Enquanto a prefeitura reluta em manter os postos de saúde abertos 24 horas, conforme decisão judicial, a CPI da Cidade da Música aberta na Câmara Municipal vai apurar nesta semana, entre outros indícios de superfaturamento, se parte da verba da Secretaria Municipal de Saúde teria sido usada para acelerar a conclusão da obra. Diante da matéria do JB que mostrou o ritmo acelerado da obra faraônica, médicos e moradores da Barra da Tijuca criticaram a postura da prefeitura. Apesar da epidemia, Cesar Maia continua tendo a Cidade da Música como prioridade de seu governo. Ontem, enquanto a obra prosseguia ininterruptamente, quem trabalhou foi a própria população: em menos de uma hora, mais de 10 focos foram encontrados em terrenos do bairro Jardim Oceânico, próximo à construção.
A caçada contra os focos do mosquito foi uma empreitada do presidente da Federação das Associações de Moradores da Barra da Tijuca, Luiz Igrejas, e do presidente da Associação de Moradores Jardim Oceânico, Eric Faria.
Quem deveria estar fazendo isso são os operários da Cidade da Música – reclama Igrejas. – Entendemos os bons fins do projeto, mas o dinheiro poderia ser gasto no combate à dengue e também com as promessas de campanha, como melhoria na infraestrutura e transporte do bairro. Acredito seriamente que o Cesar Maia está cansado de ser prefeito.
O presidente do Sindicato dos Médicos, Jorge Darze, vê ainda um lado positivo em meio à catástrofe.
As máscaras das autoridades caíram, ainda que às custas de quase 70 mortos – opina Darze. – O escândalo da Cidade da Música é uma constatação inequívoca das prioridades do governo. Seria um ótimo marketing para o ano de eleição, se não viesse a epidemia.
Da Saúde para a Cultura
Dos R$ 461,5 milhões gastos na Cidade da Música, parte dos recursos pode ter sido sugado do orçamento da saúde, educação e conservação da cidade. Levantamento feito pela Comissão de Orçamento da Câmara mostra que a Comlurb teria perdido R$ 9,5 milhões para a obra, a Secretaria de Transportes e a CET-Rio teriam contribuído com R$ 5 milhões e a Rioluz com outros R$ 3,3 milhões.

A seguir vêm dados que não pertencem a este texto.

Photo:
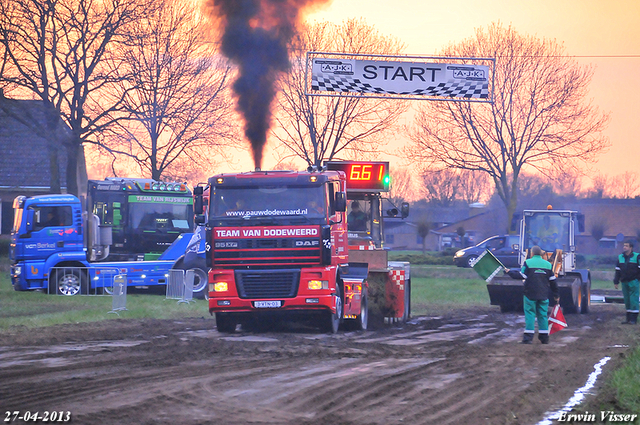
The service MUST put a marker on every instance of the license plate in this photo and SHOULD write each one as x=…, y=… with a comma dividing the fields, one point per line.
x=267, y=304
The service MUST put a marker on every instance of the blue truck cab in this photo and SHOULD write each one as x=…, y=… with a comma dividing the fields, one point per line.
x=57, y=247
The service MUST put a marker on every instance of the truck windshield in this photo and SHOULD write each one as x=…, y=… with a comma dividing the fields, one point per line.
x=161, y=216
x=271, y=202
x=550, y=231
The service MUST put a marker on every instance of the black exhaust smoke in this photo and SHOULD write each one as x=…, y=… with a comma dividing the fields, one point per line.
x=255, y=36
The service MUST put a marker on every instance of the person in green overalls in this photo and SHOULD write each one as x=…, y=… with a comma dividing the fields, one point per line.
x=539, y=277
x=628, y=272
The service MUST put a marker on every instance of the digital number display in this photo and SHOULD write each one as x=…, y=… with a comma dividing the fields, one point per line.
x=364, y=176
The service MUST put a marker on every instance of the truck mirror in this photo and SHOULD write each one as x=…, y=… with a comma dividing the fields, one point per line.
x=197, y=200
x=29, y=223
x=581, y=223
x=404, y=210
x=341, y=201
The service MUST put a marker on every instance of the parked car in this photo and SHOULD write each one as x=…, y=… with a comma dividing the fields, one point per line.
x=500, y=246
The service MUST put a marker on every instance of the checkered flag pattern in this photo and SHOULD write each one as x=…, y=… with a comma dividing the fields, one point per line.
x=452, y=88
x=397, y=277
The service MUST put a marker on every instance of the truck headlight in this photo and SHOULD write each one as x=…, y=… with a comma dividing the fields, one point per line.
x=220, y=287
x=318, y=284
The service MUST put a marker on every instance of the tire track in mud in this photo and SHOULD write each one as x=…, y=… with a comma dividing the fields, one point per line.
x=465, y=370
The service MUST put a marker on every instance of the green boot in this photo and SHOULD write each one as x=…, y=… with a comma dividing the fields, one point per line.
x=628, y=321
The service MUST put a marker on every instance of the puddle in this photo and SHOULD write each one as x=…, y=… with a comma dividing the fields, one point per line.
x=249, y=338
x=578, y=395
x=25, y=355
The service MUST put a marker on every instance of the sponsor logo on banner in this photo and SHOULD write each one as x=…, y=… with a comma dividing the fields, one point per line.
x=265, y=232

Há ainda a suspeita de que a verba da saúde tenha sido usada, mas a informação será checada pela CPI na sexta-feira, quando prestarão depoimento a secretária municipal de Fazenda, Fátima Machado Barros, e o presidente da Rio Urbe, João Luiz Reis.
Esperamos que tudo isso seja explicado a partir dos documentos que deverão ser apresentados na próxima audiência – conta o presidente da CPI, Carlo Caiado (DEM).

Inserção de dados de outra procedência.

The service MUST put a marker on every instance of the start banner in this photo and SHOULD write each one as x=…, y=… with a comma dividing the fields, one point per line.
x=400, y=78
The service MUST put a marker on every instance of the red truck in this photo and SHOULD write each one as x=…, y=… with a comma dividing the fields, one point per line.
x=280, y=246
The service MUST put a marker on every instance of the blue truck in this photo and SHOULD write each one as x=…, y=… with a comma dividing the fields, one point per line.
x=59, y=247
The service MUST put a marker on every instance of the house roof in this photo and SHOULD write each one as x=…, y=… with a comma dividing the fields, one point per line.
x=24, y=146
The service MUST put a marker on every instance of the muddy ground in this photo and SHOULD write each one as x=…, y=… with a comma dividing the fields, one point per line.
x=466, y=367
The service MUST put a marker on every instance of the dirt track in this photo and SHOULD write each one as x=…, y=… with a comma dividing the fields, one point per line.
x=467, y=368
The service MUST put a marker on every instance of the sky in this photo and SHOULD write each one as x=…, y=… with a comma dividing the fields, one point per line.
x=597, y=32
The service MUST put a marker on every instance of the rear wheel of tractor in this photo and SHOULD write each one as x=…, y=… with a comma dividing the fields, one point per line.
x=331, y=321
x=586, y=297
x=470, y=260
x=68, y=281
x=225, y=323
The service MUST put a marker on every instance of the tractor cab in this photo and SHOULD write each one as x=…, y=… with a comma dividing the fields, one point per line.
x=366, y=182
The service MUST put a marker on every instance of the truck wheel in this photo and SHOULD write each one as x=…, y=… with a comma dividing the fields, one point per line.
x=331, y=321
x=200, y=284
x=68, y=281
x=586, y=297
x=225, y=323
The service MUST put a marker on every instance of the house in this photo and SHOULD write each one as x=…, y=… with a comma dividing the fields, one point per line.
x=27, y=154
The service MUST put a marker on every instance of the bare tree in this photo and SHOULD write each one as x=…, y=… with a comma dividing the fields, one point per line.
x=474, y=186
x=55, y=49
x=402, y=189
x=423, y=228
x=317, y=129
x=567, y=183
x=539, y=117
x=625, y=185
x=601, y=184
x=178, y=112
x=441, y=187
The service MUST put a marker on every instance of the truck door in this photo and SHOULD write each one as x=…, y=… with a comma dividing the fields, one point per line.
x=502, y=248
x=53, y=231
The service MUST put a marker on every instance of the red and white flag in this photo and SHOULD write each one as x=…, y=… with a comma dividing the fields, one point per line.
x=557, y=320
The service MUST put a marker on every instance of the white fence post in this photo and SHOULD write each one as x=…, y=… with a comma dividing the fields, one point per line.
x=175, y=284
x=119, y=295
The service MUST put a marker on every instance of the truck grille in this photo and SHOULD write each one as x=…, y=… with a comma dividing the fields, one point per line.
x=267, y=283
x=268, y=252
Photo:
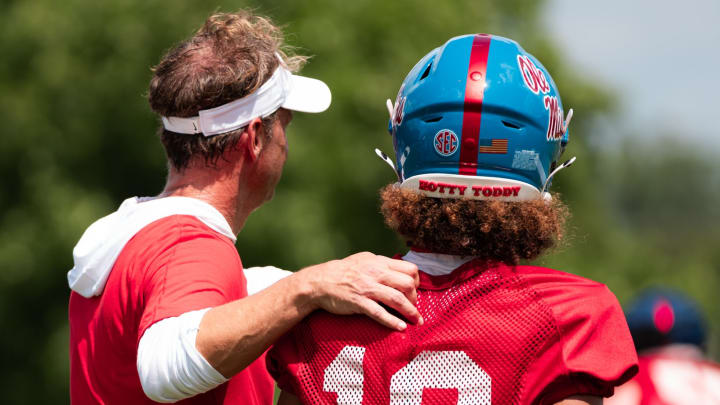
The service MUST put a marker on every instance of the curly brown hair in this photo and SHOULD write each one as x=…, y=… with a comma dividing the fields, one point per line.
x=494, y=231
x=231, y=56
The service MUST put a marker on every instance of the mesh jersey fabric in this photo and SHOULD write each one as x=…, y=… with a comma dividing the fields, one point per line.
x=174, y=265
x=671, y=379
x=492, y=334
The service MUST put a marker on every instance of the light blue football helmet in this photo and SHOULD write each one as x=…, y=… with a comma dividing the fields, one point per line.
x=481, y=118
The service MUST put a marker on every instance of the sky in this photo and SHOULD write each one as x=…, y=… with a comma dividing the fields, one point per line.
x=661, y=58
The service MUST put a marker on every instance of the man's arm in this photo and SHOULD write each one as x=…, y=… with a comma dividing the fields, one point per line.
x=233, y=335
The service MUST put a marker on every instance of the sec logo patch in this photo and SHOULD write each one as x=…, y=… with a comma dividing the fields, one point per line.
x=446, y=142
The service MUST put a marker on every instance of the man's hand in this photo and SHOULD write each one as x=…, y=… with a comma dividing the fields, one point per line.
x=359, y=283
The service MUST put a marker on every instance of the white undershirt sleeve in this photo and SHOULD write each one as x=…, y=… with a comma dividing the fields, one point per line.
x=170, y=366
x=260, y=278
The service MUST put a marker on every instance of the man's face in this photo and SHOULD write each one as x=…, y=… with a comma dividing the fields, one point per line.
x=274, y=153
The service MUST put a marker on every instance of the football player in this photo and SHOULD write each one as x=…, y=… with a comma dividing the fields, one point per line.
x=478, y=129
x=669, y=333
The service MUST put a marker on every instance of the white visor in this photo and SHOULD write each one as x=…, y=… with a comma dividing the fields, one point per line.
x=283, y=89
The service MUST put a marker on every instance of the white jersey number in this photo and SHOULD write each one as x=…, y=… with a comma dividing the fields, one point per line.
x=441, y=370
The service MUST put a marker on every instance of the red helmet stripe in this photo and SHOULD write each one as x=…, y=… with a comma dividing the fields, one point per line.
x=474, y=89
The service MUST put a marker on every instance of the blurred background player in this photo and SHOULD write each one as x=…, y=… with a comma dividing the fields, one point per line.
x=670, y=336
x=478, y=130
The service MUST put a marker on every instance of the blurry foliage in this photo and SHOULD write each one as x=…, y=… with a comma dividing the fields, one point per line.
x=78, y=138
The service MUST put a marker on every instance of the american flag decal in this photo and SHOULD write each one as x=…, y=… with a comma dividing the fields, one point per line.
x=498, y=146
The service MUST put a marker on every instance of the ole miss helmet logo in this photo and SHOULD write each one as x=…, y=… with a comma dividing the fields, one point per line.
x=446, y=142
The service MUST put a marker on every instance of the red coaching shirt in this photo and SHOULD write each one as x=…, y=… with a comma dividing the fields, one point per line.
x=500, y=335
x=172, y=266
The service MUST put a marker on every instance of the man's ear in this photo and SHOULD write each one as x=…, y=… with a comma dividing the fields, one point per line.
x=255, y=138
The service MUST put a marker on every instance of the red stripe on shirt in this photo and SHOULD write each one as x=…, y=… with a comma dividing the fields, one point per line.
x=472, y=115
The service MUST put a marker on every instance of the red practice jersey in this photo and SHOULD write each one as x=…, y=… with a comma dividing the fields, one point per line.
x=492, y=335
x=668, y=379
x=172, y=266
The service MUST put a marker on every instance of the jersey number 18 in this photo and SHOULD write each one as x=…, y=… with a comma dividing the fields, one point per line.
x=429, y=369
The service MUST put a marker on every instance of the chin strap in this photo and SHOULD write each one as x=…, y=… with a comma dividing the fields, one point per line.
x=567, y=163
x=390, y=107
x=387, y=160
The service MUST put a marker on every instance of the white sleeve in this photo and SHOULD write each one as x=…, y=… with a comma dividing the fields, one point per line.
x=260, y=278
x=170, y=366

Os secretários apresentarão o estudo de viabilidade econômica da obra. A prefeitura, porém, só contratou uma empresa para realizar esse estudo no ano passado, cinco anos depois do início da obra e depois de já ter consumido cerca de R$ 300 milhões. O relatório apontou que as receitas não seriam suficientes para cobrir as despesas.
O vereador Eliomar Coelho (PSOL) acusou a CPI de ser chapa-branca, uma vez que os membros são compostos por políticos do mesmo partido do prefeito. O vereador Carlo Caiado defendeu a Cidade da Música como um dos projetos prioritários para o Rio, embora tenha também defendido os postos 24 horas.

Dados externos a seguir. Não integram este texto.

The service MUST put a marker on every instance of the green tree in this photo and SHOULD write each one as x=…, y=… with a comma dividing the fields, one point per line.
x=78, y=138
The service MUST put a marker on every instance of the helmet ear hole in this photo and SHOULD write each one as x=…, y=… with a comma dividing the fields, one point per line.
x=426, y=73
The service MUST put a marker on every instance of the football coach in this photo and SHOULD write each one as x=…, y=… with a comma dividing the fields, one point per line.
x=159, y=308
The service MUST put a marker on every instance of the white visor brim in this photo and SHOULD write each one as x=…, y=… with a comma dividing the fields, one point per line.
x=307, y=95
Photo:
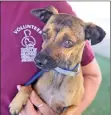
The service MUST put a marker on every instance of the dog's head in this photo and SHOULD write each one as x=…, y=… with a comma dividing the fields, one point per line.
x=63, y=38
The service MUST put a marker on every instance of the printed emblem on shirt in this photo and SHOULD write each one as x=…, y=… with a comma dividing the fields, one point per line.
x=28, y=42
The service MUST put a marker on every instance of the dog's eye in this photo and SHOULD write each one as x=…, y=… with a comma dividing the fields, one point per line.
x=44, y=36
x=68, y=44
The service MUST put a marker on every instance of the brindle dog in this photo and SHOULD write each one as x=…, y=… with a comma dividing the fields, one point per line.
x=64, y=38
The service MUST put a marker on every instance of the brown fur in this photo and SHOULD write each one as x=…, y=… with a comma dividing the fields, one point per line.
x=56, y=89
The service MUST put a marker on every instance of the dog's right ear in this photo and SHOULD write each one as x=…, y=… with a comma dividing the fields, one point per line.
x=44, y=13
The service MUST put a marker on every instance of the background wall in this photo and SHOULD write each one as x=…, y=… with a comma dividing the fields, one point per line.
x=98, y=13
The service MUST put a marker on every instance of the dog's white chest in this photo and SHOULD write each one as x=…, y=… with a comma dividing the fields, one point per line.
x=58, y=91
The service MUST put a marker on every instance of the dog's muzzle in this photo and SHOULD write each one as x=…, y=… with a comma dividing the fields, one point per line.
x=44, y=61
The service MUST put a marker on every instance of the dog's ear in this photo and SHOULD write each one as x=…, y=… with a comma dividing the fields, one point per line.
x=45, y=13
x=94, y=33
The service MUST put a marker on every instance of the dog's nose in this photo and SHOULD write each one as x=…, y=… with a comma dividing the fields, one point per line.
x=41, y=62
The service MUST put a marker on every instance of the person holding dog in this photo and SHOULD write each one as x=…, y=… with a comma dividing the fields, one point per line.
x=21, y=35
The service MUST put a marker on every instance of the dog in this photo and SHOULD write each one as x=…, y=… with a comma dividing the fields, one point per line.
x=61, y=86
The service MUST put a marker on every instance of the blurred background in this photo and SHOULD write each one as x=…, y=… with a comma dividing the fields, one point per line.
x=98, y=13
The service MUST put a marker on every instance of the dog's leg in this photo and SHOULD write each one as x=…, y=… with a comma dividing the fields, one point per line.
x=70, y=111
x=20, y=100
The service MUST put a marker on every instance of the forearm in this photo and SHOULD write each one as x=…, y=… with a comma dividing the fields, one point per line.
x=91, y=86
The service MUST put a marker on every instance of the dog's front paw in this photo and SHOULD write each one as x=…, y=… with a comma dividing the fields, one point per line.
x=20, y=100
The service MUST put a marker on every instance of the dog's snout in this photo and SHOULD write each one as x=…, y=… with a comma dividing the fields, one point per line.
x=40, y=62
x=44, y=61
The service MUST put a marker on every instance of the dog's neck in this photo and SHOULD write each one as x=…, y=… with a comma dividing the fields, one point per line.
x=69, y=72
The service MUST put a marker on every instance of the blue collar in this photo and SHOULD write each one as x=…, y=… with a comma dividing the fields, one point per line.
x=60, y=70
x=71, y=72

Uma coisa não tem nada a ver com a outra – explica Caiado. – O projeto da Cidade da Música é prioritário para um município da importância do Rio. Mas eu, como vereador, também dou apoio total à abertura dos postos de saúde durante 24 horas.
Desde que a CPI foi criada, os vereadores ouviram o secretário municipal das Culturas, Ricardo Macieira, e o secretário de Obras, Eider Dantas. Segundo eles, o custo inicial de R$ 80 milhões era previsto apenas para a primeira etapa do projeto.